Il y a quelque chose qui devient assez pénible en France. C'est qu'il semble qu'à partir de trente ou trente-cinq ans, le domaine de l'esprit n'appartienne absolument plus à personne. Or, le domaine religieux, jadis, c'était à partir du moment où la mort devenait présente qu'il s'établissait. Ces maîtresses éclatantes de Louis XIV, nous les voyons toutes finir au couvent mais pas par mensonge. Alors, le domaine de l'esprit, disons simplement une fois pour toutes que, pour nous, tant mieux si la jeunesse est là, et nous faisons appel à la jeunesse pour qu'elle soit là car elle peut servir l'esprit, mieux que tous les autres. Mais, en définitive, il s'agit tout de même de savoir si c'est la jeunesse qui sert l'esprit ou si c'est l'esprit qui sert la jeunesse.

Tout cela, nous l'avons beaucoup vu. Nous sommes en train de tenter de le faire. Vous savez comme moi, par un exemple illustre, que jadis la France avait établi ce qu'il fallait faire avec les corps cuirassés, et puis les corps cuirassés ont été faits et ils n'ont pas été faits en France, alors que les Maisons de la culture - puisqu'en ce moment c'est nous qui commençons pour le monde - mieux vaudrait continuer.

Nous ne prétendons pas, comme l'Union soviétique, donner leur chance à tous, et nous le regrettons, mais nous prétendons formellement donner sa chance à chacun. N'oublions pas que, pour faire ce qui se passe ici dans la France entière, il faut trente milliards d'anciens francs et que le budget de l'Éducation nationale est de mille sept cents milliards. Par conséquent, changer la France et en faire ce que nous voulons faire est absolument possible.

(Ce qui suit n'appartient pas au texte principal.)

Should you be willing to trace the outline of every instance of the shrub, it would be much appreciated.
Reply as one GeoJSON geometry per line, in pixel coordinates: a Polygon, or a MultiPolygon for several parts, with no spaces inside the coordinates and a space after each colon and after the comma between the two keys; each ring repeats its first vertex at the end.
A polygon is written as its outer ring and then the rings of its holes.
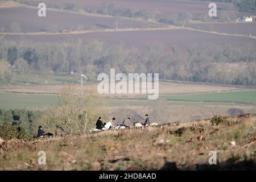
{"type": "Polygon", "coordinates": [[[0,136],[6,140],[29,138],[28,134],[24,128],[7,125],[0,126],[0,136]]]}
{"type": "Polygon", "coordinates": [[[226,121],[225,118],[222,118],[220,116],[216,115],[212,119],[210,119],[210,122],[212,124],[214,125],[219,125],[223,124],[226,121]]]}

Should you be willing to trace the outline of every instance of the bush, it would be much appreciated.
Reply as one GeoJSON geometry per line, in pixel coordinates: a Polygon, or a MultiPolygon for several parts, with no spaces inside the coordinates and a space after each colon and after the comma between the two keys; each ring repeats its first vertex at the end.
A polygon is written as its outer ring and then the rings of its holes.
{"type": "Polygon", "coordinates": [[[16,126],[0,126],[0,137],[6,140],[13,138],[27,139],[30,136],[26,130],[16,126]]]}
{"type": "Polygon", "coordinates": [[[216,115],[212,119],[210,119],[210,122],[212,124],[214,125],[219,125],[223,124],[226,121],[225,118],[222,118],[220,116],[216,115]]]}

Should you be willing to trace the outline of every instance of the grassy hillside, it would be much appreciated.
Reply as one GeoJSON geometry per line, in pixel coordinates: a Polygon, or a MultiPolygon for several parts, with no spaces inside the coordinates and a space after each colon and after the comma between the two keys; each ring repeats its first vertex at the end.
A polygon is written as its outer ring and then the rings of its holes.
{"type": "Polygon", "coordinates": [[[187,101],[216,101],[254,104],[256,101],[256,90],[229,92],[221,93],[187,96],[163,96],[163,97],[167,100],[187,101]]]}

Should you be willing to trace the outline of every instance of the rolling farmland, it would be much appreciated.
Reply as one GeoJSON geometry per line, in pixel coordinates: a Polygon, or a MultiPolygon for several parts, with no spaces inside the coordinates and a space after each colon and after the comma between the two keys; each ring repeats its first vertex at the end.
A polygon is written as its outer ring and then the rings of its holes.
{"type": "MultiPolygon", "coordinates": [[[[68,0],[46,0],[46,3],[52,5],[65,5],[68,3],[68,0]]],[[[83,8],[90,10],[93,12],[102,9],[105,0],[79,0],[83,8]]],[[[189,13],[194,18],[198,17],[199,15],[207,15],[208,6],[209,3],[199,1],[186,0],[112,0],[110,3],[114,5],[115,7],[123,7],[130,9],[142,10],[144,11],[155,12],[155,18],[165,17],[168,18],[170,16],[175,16],[179,13],[189,13]]],[[[220,9],[233,7],[229,3],[217,3],[217,6],[220,9]]]]}
{"type": "Polygon", "coordinates": [[[191,23],[187,26],[197,30],[215,31],[229,34],[256,36],[255,23],[191,23]]]}
{"type": "Polygon", "coordinates": [[[11,24],[16,22],[22,32],[114,28],[117,19],[119,28],[147,27],[146,23],[138,21],[62,11],[47,11],[47,16],[40,18],[38,16],[38,11],[37,9],[26,7],[1,9],[0,28],[3,31],[10,32],[11,24]]]}
{"type": "Polygon", "coordinates": [[[91,32],[77,35],[9,35],[4,39],[14,40],[26,40],[36,42],[56,42],[63,40],[83,42],[97,39],[111,45],[123,43],[127,48],[137,47],[145,49],[150,42],[163,44],[166,49],[171,46],[185,48],[188,44],[211,43],[217,45],[230,44],[234,47],[245,44],[256,45],[256,41],[250,38],[212,34],[186,30],[135,31],[127,32],[91,32]]]}

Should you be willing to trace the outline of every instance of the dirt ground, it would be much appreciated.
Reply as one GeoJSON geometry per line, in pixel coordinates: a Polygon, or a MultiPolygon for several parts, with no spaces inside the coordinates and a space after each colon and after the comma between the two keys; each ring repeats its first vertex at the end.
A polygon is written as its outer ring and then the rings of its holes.
{"type": "Polygon", "coordinates": [[[2,143],[0,170],[255,170],[255,131],[256,116],[244,114],[81,136],[12,139],[2,143]],[[38,163],[40,151],[46,152],[46,165],[38,163]],[[210,160],[212,152],[216,163],[210,160]]]}

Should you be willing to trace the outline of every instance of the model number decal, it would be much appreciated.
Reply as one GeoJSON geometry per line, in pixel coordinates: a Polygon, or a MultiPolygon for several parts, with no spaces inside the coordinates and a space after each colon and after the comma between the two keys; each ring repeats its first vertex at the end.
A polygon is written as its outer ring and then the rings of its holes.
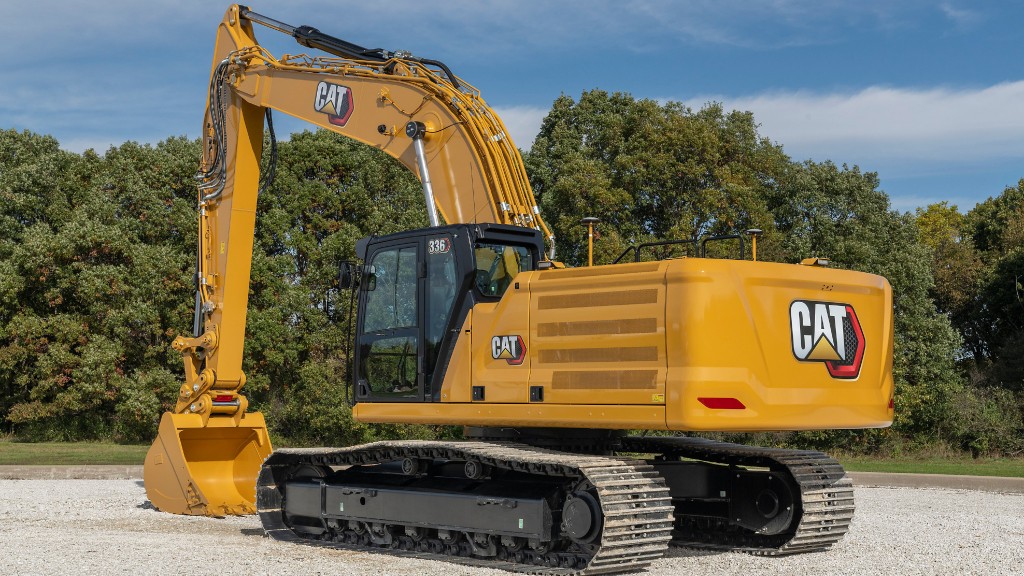
{"type": "Polygon", "coordinates": [[[428,254],[447,254],[452,250],[452,240],[446,236],[431,238],[427,241],[428,254]]]}

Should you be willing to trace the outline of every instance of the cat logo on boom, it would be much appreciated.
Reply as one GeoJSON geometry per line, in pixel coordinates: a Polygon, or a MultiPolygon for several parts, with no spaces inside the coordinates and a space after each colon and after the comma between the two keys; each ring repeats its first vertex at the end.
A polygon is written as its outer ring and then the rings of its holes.
{"type": "Polygon", "coordinates": [[[850,304],[795,300],[790,304],[793,356],[823,362],[833,378],[852,379],[864,360],[864,331],[850,304]]]}
{"type": "Polygon", "coordinates": [[[490,357],[519,366],[526,358],[526,344],[522,336],[495,336],[490,338],[490,357]]]}
{"type": "Polygon", "coordinates": [[[335,126],[344,126],[352,116],[352,91],[346,86],[321,82],[316,85],[313,108],[326,114],[335,126]]]}

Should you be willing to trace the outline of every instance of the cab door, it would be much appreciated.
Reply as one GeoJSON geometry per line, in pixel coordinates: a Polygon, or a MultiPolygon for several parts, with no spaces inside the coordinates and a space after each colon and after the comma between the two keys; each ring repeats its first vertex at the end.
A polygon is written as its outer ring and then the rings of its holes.
{"type": "Polygon", "coordinates": [[[355,399],[430,401],[458,287],[451,235],[430,234],[368,252],[355,399]]]}

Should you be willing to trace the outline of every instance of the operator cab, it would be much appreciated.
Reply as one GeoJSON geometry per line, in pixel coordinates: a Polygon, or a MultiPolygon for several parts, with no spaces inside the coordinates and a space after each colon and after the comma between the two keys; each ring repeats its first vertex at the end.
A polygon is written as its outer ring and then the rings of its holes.
{"type": "Polygon", "coordinates": [[[435,402],[473,304],[537,270],[538,231],[455,224],[365,238],[355,335],[356,402],[435,402]]]}

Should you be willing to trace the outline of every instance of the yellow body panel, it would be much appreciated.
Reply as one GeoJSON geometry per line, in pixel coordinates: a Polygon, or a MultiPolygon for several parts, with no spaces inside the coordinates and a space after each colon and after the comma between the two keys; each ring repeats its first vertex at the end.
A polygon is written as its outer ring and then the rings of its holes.
{"type": "MultiPolygon", "coordinates": [[[[844,326],[852,330],[852,322],[844,326]]],[[[457,349],[471,336],[472,371],[460,360],[440,403],[360,403],[356,418],[736,431],[892,422],[892,294],[878,276],[703,258],[549,270],[520,274],[500,302],[477,304],[466,324],[457,349]],[[802,305],[821,307],[817,326],[802,305]],[[859,340],[847,335],[829,349],[860,342],[853,377],[833,376],[814,357],[824,353],[797,357],[812,337],[839,338],[826,314],[851,308],[859,340]],[[516,335],[525,344],[521,364],[496,359],[492,338],[516,335]],[[484,401],[470,402],[473,385],[485,386],[484,401]],[[543,402],[530,402],[530,386],[544,387],[543,402]]]]}

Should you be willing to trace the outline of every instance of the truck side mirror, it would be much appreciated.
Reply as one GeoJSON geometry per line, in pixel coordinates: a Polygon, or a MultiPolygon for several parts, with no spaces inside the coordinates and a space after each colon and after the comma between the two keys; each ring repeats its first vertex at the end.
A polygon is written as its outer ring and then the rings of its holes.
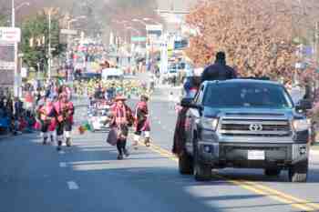
{"type": "Polygon", "coordinates": [[[296,110],[304,110],[304,111],[310,110],[311,108],[313,108],[313,104],[311,103],[311,101],[307,99],[300,100],[297,106],[295,106],[296,110]]]}
{"type": "Polygon", "coordinates": [[[183,107],[191,107],[192,98],[182,98],[180,101],[180,106],[183,107]]]}

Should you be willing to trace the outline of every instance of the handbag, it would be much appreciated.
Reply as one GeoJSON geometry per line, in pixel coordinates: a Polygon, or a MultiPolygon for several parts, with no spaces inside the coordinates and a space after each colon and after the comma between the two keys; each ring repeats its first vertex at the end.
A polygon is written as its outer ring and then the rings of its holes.
{"type": "Polygon", "coordinates": [[[41,124],[38,121],[36,121],[35,126],[33,126],[36,130],[41,129],[41,124]]]}
{"type": "Polygon", "coordinates": [[[109,131],[107,138],[107,143],[110,144],[111,146],[116,146],[118,143],[118,128],[113,127],[109,131]]]}

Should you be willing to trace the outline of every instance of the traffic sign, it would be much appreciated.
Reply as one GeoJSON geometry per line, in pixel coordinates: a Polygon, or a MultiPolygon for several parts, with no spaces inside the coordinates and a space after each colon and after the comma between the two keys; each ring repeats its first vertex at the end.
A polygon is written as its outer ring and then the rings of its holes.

Pour obtenir quoi ? Pour obtenir que le grand domaine mystérieux de la métamorphose soit donné à tous ; je veux dire : lorsque nous prenons les pays les plus atroces, l'horreur assyrienne, et que nous sommes en face de leur art, nous nous apercevons que lorsque les hommes sont morts, il ne reste rien de ce qui a été hideux en eux et qu'il ne reste que ce qu'ils ont eu de grand quand la transmission est faite par l'art.

Je parlais de l'horreur assyrienne. Dans la mémoire des hommes, elle est la plus émouvante figure de fauve, elle est la Lionne blessée. Et si, demain, il ne devait rester que des témoignages d'art sur les fours crématoires, il ne resterait rien des bourreaux, mais il resterait les martyrs.

Là est la grandeur suprême de l'art. Tout ce que nous défendons, ce n'est pas d'avoir des tableaux ou des chansons agréables ou pas agréables, c'est la métamorphose la plus profonde de l'être humain qui finit toujours par faire des martyrs avec des bourreaux.

Maintenant, Mesdames et Messieurs, c'est à cela que je fais appel ; il n'y a pas, il n'y aura pas de Maisons de la culture sur la base de l'État ni d'ailleurs de la municipalité ; la Maison de la culture, c'est vous. Il s'agit de savoir si vous voulez le faire ou si vous ne le voulez pas. Et, si vous le voulez, je vous dis que vous tentez une des plus belles choses qu'on ait tentées en France, parce que alors, avant dix ans, ce mot hideux de province aura cessé d'exister en France.